Projects
⬗ Developing a prototype of a collocation-aware resource manager in deep learning training context
– In this ongoing project, the focus is on developing a scheduler/resource manager that integrates insights from previous projects. This system is designed to efficiently handle available resources, with workload collocation as a core priority.
⬗ Studying collocating deep learning training tasks on GPUs compute, memory utilization, energy, etc.

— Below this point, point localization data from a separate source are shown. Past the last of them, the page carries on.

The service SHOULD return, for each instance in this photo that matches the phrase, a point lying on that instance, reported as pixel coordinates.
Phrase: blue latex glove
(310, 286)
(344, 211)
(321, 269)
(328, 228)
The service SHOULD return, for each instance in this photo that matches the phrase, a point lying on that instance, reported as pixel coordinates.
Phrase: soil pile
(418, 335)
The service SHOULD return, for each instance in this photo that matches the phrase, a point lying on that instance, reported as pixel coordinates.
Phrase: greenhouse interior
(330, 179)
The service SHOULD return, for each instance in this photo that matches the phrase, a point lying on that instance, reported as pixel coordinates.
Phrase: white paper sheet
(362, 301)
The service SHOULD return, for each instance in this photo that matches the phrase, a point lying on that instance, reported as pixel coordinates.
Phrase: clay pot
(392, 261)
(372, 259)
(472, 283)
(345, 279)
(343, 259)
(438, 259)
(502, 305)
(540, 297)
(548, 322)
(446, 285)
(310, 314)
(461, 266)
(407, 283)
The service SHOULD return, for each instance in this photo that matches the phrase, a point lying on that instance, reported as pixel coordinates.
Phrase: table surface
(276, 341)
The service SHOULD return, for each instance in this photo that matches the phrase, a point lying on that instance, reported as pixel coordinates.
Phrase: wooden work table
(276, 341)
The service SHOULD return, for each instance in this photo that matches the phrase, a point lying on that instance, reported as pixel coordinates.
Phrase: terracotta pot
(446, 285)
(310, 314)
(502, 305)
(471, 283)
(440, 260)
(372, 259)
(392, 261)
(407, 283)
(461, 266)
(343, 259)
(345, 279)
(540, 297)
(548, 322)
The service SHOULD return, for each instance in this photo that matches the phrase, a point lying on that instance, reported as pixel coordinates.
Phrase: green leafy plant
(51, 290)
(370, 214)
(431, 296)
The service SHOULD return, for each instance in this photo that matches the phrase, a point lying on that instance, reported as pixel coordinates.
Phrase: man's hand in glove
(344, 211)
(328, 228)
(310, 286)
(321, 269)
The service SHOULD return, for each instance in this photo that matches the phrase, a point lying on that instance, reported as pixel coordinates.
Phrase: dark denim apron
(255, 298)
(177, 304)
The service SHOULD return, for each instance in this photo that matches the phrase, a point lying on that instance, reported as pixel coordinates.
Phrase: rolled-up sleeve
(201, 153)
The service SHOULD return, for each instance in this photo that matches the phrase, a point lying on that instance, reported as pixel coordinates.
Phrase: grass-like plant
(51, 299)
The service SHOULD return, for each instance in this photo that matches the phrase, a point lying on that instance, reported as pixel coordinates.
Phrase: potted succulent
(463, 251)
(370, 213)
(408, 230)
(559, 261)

– This project, which was part of my PhD thesis, focused on optimizing the efficiency of deep learning training by exploring various GPU collocation methods on NVIDIA hardware. Given the significant computational cost of deep learning, this work analyzed the performance of different strategies, including multiple process submission with multiple streams, the use of NVIDIA's Multi-Process Service (MPS), and the implementation of Multi-Instance GPU (MIG) technology. The findings showed that collocating multiple training runs can significantly enhance training throughput, with potential increases of up to threefold. However, these gains depend on the careful management of GPU memory and compute resources. The project demonstrated that while MIG offers interference-free partitioning, it may lead to suboptimal GPU utilization with dynamic or mixed workloads. Overall, the research highlights MPS as the most effective and flexible method for single-user training job submissions, offering valuable guidelines for maximizing GPU performance in deep learning tasks. This work resulted in a workshop paper publication at EuroMLSys 2024, accessible here.
⬗ Compiling, analyzing available profiling, monitoring tools for CPUs and GPUs in the context of deep learning training
– During this project, which was part of my PhD thesis, I gathered and evaluated various profiling and monitoring tools for deep learning training tasks on GPUs. I assessed their advantages, disadvantages, costs, and intrusiveness, and provided guidelines on when, how, and where to use them effectively. Additionally, I conducted an in-depth analysis of the GPU utilization metric, exploring its meaning and implications. This work provided valuable insights into these systems and resulted in a workshop paper publication at EuroMLSys 2023, accessible here.
⬗ OSM: Off-chip Shared Memory for GPUs
– Contribution to the design and implementation of an innovative on-chip memory handling both the shared memory and L1 data cache accesses. First, Shared memory accesses were logged, which were generated within the GPGPU-Sim simulator, and then studied their locality, liveness, and read-after-write frequency characteristics. Finally, based on the observations, the proposed mechanism was implemented by changing the source code of the GPGPU-Sim simulator. The project resulted in an publication that can be accessed here.
⬗ Cache with different configs
– Implementation of direct-mapped and set-associative caches. The goal was to experiment with different replacement policies and their effect on hit/ miss rate. It can be accessed here.
⬗ Morris Mano's book basic computer
– Implementation of Mano's basic computer in Verilog HDL. It can be accessed here.
⬗ Knowledge dissemination projects
– As one of my hobbies, I work on designing and developing high-quality tutorials for those who want to learn fast and easily. You can check them out on my GitHub, my Medium, and my YouTube pages.
⬗ Web Development Projects
– Experience of being a part of two web development teams as a back-end developer. My tasks were mainly about developing queries for feeding the UI forms with correct data. In addition, I experienced developing APIs for sending data in JSON format. URL Shortener API in Go programming language
⬗ Automizing an archiving system and multiple other processes in Microsoft Office with VB
– Design, and implementation of an efficient archiving system in Excel with VBA regarding the documents type and their transactions.